“Le trame dei film e dei tappeti moderni sono pieni di anilina, caro perplesso lettore. Dal mio osservatorio, sto segnalando, in tutti i modi e con tutti i mezzi, la mia posizione; lanciando segnali d’allarme e qualche antivirus. Una diossina intellettuale sta decretando il Declino e la Caduta dell’Impero dell’essere umano… e se non avessi qualche speranza lascerei perdere”. E questa speranza Franco Battiato la consegna ancora una volta, non solo alla musica, ma anche al cinema, con l’intento di rappresentare con le immagini quel suo mondo spirituale ricco di filosofie orientali, che si è affacciato nella sua vita all’inizio degli anni ’70.
Lo sguardo sul mondo è sempre quello mistico e visionario, come nel precedente Musikanten, presentato alla Mostra di Venezia due anni fa. Niente è come sembra, terzo film firmato dal musicista e sceneggiato ancora una volta insieme al filosofo Manlio Sgalambro, racconta di un vecchio professore di antropologia culturale, Giulio Brogi, che da ateo dichiarato procede per tappe e incontri successivi, ultimo quello con un maestro orientale, verso un’iniziale condizione Zen.
Dopo l’anteprima nella sezione Extra Niente è come sembra, che prende il titolo di una canzone dell’ultimo album “Il vuoto”, uscirà per Bompiani in Dvd a fine mese in un cofanetto che comprende un cd con 7 brani dell’artista e il libro “In fondo sono contento di aver fatto la mia conoscenza”. Il Dvd include inoltre, come extra, il concerto che Battiato ha tenuto al Teatro degli Arcimboldi, a Milano, per il FAI-Fondo Ambiente Italiano con la Royal Philarmonic Orchestra.
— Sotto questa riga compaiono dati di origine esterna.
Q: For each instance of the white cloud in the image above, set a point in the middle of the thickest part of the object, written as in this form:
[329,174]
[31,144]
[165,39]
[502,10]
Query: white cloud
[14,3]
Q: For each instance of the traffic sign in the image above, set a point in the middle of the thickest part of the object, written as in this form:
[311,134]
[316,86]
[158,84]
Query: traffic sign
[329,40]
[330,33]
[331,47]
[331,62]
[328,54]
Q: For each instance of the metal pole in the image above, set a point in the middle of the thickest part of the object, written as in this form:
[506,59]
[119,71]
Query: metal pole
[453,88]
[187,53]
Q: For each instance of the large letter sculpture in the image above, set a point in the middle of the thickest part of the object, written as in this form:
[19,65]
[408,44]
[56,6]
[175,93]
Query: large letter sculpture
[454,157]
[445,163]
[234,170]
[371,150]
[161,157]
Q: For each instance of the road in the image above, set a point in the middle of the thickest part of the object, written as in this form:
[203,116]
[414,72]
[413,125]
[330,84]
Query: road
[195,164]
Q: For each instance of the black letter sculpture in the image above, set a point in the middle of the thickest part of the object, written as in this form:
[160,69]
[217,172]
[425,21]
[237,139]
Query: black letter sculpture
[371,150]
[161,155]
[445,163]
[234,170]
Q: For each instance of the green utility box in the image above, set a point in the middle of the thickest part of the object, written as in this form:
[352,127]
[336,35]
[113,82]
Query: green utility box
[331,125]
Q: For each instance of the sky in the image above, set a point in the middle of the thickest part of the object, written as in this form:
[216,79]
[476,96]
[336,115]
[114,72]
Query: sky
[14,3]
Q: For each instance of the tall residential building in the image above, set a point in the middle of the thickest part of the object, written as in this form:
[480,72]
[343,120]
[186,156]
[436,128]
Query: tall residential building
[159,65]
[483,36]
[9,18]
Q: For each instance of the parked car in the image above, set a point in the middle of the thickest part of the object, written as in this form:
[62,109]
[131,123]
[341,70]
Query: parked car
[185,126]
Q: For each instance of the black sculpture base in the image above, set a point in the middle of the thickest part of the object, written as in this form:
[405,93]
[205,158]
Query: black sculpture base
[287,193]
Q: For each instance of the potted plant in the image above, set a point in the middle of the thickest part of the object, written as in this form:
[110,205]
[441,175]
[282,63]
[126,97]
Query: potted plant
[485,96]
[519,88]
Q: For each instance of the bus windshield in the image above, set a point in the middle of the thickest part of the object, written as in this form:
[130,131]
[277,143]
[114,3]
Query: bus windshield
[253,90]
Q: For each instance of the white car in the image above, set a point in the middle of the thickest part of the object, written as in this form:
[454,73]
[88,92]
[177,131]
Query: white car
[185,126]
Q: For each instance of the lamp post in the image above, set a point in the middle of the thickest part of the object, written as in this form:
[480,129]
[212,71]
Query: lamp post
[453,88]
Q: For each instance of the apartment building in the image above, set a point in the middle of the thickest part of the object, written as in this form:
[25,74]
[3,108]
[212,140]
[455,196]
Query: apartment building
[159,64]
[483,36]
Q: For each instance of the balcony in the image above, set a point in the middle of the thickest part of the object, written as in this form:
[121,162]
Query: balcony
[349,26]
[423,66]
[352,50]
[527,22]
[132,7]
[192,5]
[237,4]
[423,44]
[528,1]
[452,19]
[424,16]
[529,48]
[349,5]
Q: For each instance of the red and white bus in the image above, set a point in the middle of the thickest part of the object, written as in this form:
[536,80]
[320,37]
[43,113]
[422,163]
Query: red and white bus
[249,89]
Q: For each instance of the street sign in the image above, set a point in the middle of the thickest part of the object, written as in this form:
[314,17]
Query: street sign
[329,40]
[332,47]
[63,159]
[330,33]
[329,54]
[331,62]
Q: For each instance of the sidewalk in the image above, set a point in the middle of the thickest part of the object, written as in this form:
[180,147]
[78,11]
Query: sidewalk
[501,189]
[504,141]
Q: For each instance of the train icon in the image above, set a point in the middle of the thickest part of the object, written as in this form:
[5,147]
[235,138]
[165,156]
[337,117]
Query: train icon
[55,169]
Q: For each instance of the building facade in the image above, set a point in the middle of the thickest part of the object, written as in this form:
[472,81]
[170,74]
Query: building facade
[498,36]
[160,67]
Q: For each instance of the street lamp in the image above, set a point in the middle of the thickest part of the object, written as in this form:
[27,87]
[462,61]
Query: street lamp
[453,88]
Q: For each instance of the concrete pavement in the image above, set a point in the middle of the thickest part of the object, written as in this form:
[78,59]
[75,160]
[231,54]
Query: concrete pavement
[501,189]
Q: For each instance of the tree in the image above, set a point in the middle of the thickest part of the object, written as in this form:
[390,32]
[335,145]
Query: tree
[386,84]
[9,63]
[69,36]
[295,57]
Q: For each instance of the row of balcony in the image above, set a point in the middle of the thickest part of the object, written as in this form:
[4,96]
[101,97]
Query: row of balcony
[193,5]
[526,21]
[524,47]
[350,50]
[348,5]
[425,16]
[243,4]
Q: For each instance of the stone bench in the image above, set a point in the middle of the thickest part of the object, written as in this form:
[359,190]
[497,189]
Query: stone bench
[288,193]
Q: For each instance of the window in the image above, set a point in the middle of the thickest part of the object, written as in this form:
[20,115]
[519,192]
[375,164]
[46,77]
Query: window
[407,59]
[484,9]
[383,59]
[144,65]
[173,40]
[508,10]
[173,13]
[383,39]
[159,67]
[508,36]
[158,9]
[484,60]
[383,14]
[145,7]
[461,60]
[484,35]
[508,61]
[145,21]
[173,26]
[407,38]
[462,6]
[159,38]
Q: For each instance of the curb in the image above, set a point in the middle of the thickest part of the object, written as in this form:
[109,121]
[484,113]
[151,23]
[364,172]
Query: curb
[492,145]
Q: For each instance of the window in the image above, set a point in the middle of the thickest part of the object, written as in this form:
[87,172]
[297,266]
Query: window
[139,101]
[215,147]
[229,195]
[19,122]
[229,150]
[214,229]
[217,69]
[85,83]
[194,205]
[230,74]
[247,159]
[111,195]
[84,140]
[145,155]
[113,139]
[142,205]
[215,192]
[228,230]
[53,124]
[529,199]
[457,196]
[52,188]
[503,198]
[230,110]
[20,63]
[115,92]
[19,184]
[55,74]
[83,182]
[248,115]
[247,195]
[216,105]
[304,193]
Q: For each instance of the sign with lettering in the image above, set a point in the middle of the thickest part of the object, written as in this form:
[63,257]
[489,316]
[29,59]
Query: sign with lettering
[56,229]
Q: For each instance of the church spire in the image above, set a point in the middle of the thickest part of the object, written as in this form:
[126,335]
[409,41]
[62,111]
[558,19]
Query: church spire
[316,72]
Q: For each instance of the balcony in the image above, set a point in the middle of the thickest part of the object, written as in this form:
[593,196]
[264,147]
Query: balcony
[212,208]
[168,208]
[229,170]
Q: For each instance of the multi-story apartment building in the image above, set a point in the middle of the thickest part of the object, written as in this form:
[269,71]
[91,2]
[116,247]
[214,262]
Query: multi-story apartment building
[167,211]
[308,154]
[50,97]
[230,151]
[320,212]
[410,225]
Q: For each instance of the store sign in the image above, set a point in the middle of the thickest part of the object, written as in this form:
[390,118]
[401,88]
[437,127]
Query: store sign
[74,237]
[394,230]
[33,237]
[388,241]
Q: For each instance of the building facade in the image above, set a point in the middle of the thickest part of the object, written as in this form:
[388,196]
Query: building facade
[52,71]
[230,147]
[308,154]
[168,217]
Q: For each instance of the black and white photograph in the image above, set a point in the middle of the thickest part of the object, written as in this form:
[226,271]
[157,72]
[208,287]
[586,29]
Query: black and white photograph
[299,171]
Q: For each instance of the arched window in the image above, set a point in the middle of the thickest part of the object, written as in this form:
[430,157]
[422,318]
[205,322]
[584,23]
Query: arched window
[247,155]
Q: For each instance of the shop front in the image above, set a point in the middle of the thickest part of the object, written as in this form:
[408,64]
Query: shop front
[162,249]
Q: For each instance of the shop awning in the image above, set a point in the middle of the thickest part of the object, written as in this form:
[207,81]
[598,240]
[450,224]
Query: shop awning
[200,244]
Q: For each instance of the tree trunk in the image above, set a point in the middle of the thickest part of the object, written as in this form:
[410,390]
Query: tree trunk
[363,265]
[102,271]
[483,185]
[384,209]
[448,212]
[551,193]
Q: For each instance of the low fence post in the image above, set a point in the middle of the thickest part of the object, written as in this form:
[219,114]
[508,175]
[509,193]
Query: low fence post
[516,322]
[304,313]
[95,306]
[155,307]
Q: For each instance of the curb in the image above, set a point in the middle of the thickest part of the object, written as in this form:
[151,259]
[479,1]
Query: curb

Lei ha definito “Niente è come sembra” un film per adulti, in che senso?
Se una persona non è interessata all’esistenza, al mistero del vivere, se non ha una motivazione è inutile cha vada vedere il mio film. Se si è posta queste problematiche, allora può avvicinarsi al mio lavoro filmico, altrimenti meglio che s’accontenti dei soliti film americani.
Quali difficoltà nel raccontare l’imponderabile con il cinema?
Direi una bugia se dicessi che ne ho avute, perché utilizzo il cinema in funzione del racconto che sto facendo, non punto a far piangere, ridere, a raccontare una storia. I miei schemi si muovono tra suono e immagine. Non è così importante dove collocare la macchina da presa.
La sua opera prima, “Perduto amor”, era un film diverso, altro da “Musikanten” e da “Niente è come sembra”?
Sì è vero, anche se nel mio primo film c’era una lezione di tantra molto ardita che certi maschietti, che non sanno fare l’amore, farebbero bene a studiarla. In Perduto amor c’era la voglia di giocare, perché mi era stata fatta la proposta di esordire come regista. Ma appena ho messo piede sul set ho capito che non era un esperimento e subito dopo ho corretto il tiro.
Dunque ha cominciato più per caso che per una scelta meditata?
All’inizio non avevo questa nozione di cinema che oggi ho maturato. Era semplicemente accaduto che una produttrice francese che lavora per la Warner Bros e che seguiva il mio lavoro musicale mi aveva proposto una sorta di sfida al cinema, da me subito raccolta. Così le inviai, appunto per gioco, poche pagine che le sono subito piaciute e mi sono ritrovato sul set. Solo dopo aver utilizzato questo mezzo espressivo, ho capito le tante possibilità che avevo a disposizione, anche se per molti il primo film è più bello del secondo, perché rientra in canoni più tradizionali.
Come definirebbe il suo cinema?
Innanzitutto un cinema dove non ci sono azioni violente, scene di sesso…
A chi ha scritto che il suo è un anticinema, che cosa risponde?
Sono d’accordo, anche se occorre intendersi su che cosa è il cinema. Il mio cinema vorrebbe avvicinarsi a quello di Roberto Rossellini quando firmava opera come Blaise Pascal e Agostino d’Ippona.
Intende dire un cinema didattico?
Sì, perché no. In fondo sono uno di quei pachidermi che crede nell’azione nobile di aiutare chi non ha capito che la vita è una cosa seria.
Insomma il suo cinema ha quasi una missione salvifica?
Il mondo come materia sta decretando la sua fine, in fondo è un suicidio della vita. Non c’è rispetto per la vita, non c’è gioia di vivere. A questo stato di cose cerco, attraverso questo mio cinema, di trovare e offrire una soluzione.